A camera is a lawful projection, not a magic eye. The map from 3D world to 2D pixel is a single $3 \times 4$ matrix $\mathbf{C}$ , and once you know it, every projection is deterministic.
Homogeneous coordinates turn perspective into multiplication. Padding points with a $1$ lets the awkward divide-by- $Z$ be deferred to a final dehomogenization step, so the whole pipeline becomes linear algebra.
K is who the camera is; [R | t] is where it stands. Intrinsics ( $f_x, f_y, c_x, c_y$ ) are calibrated once and stay put; extrinsics (rotation and translation) update every time the camera moves.

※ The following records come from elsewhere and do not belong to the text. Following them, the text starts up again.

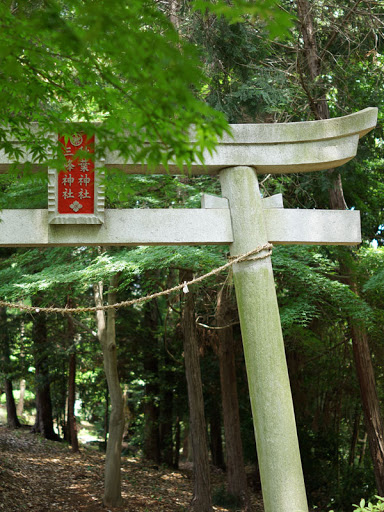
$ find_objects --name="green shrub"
[353,496,384,512]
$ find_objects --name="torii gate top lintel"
[0,108,377,512]
[0,107,378,175]
[0,108,377,247]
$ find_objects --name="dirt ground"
[0,426,263,512]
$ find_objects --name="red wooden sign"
[57,133,95,215]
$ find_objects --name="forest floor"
[0,426,263,512]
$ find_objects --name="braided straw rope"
[0,243,273,315]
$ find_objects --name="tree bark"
[32,313,60,441]
[297,0,384,495]
[143,301,160,464]
[351,320,384,496]
[216,287,251,510]
[0,307,21,428]
[68,352,80,453]
[180,270,212,512]
[208,396,225,469]
[16,379,26,416]
[94,275,124,507]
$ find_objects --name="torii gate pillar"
[220,167,308,512]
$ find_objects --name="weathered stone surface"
[0,108,377,174]
[0,208,361,247]
[220,167,308,512]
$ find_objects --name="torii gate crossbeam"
[0,108,377,512]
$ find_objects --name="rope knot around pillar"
[0,243,273,315]
[228,243,273,264]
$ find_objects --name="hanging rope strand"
[0,243,273,314]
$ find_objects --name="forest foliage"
[0,0,384,512]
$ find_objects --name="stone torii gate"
[0,108,377,512]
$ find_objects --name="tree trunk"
[0,307,21,428]
[208,396,225,470]
[173,416,181,469]
[16,379,26,416]
[4,379,21,428]
[143,301,160,464]
[351,320,384,496]
[297,0,384,495]
[216,287,250,510]
[159,368,174,467]
[180,270,212,512]
[94,275,124,507]
[68,352,80,453]
[32,313,60,441]
[0,307,21,428]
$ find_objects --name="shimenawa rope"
[0,243,273,314]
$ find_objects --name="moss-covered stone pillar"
[220,167,308,512]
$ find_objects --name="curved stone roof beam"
[105,108,377,174]
[0,108,377,174]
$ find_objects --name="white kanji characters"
[63,188,75,199]
[63,174,75,187]
[79,158,91,172]
[65,158,75,172]
[69,201,83,213]
[78,189,91,199]
[79,174,91,187]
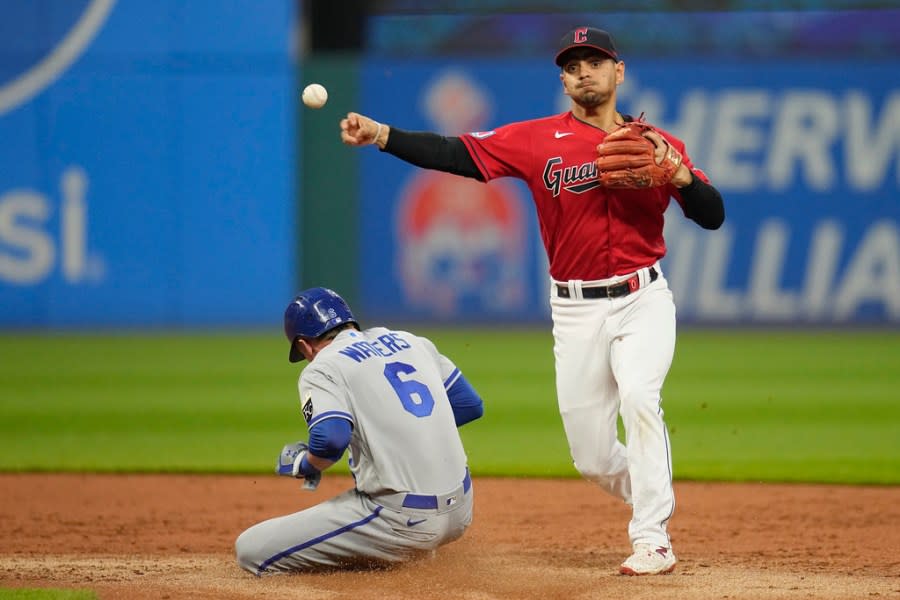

The matrix has 11 degrees of freedom, not 12, because it is defined only up to scale: the $\sim$ in $\mathbf{y} \sim \mathbf{C}\mathbf{x}$ is doing load-bearing work.
Calibration is how a camera learns its own K, typically by photographing a checkerboard and solving for the matrix that makes projections match, the foundation under stereo depth, AR, and SLAM.

A camera throws away a dimension, and we spend the rest of computer vision earning it back. The camera matrix is the receipt for that loss: twelve numbers, eleven of them real, that turn the violent flattening of the world into something we can invert, predict, and trust.

Get those numbers right and the wireframe snaps onto the scene like it belongs there. Get them wrong and it slides off the edge of the world. Either way, the lesson is the same one the surveyors knew, sighting steeples through a brass scope: to find where you are, first know exactly how you see.